The old man lifted both arms and lightning flickered around his body. He towered up fully, as large as the darkness. Now it was impossible to tell which was more terrible. For a moment the two faced each other, and the ground trembled, and the air shook. Then the howling stopped. The mist evaporated, and the darkness shrank until it was no taller than a woman.
Good fear-spell, thought Jack, dimly aware that he had fallen to his knees. The Bard was his normal size again, but a light still glimmered about his robes.
“That’s better,” the old man said. “In a few weeks’ time I shall be traveling north to see Severus. Justice demands that he pay for what he did to you, but the form of his punishment is yet hidden from me. It will happen as it is meant to happen.”

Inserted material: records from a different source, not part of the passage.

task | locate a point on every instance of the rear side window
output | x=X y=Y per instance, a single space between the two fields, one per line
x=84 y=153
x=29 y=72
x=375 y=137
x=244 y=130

I have waited so long, said a voice no longer full of death, but like a young and sorrowful woman. I loved him deeply.
“You must be patient, child. No more killing. Lie still under the wandering clouds until I summon you. I swear before the councils of the nine worlds that I will see you safely to your long rest.”
A sigh like a wave gently withdrawing from a sandy beach flowed over the hazel wood. The darkness thinned until it became only an ordinary tangle of bushes and trees. A frog cheeped from a hidden stream. The Bard lowered his arms, groaning slightly with the effort. “What I wouldn’t give for a cup of hot cider right now,” he muttered, leaning heavily on his staff.
“That was wonderful!” Jack cried, rushing to help him.
“It was, wasn’t it? Haven’t lost the old touch, thank whatever gods and goddesses are listening,” said the Bard. “I’m able to walk on my own, lad. You carry the bell, and for Heaven’s sake, don’t let it ring. You can come out now, my friends,” he called over the dark fields.
In the distance Jack saw two blobby shapes pop out of the ground.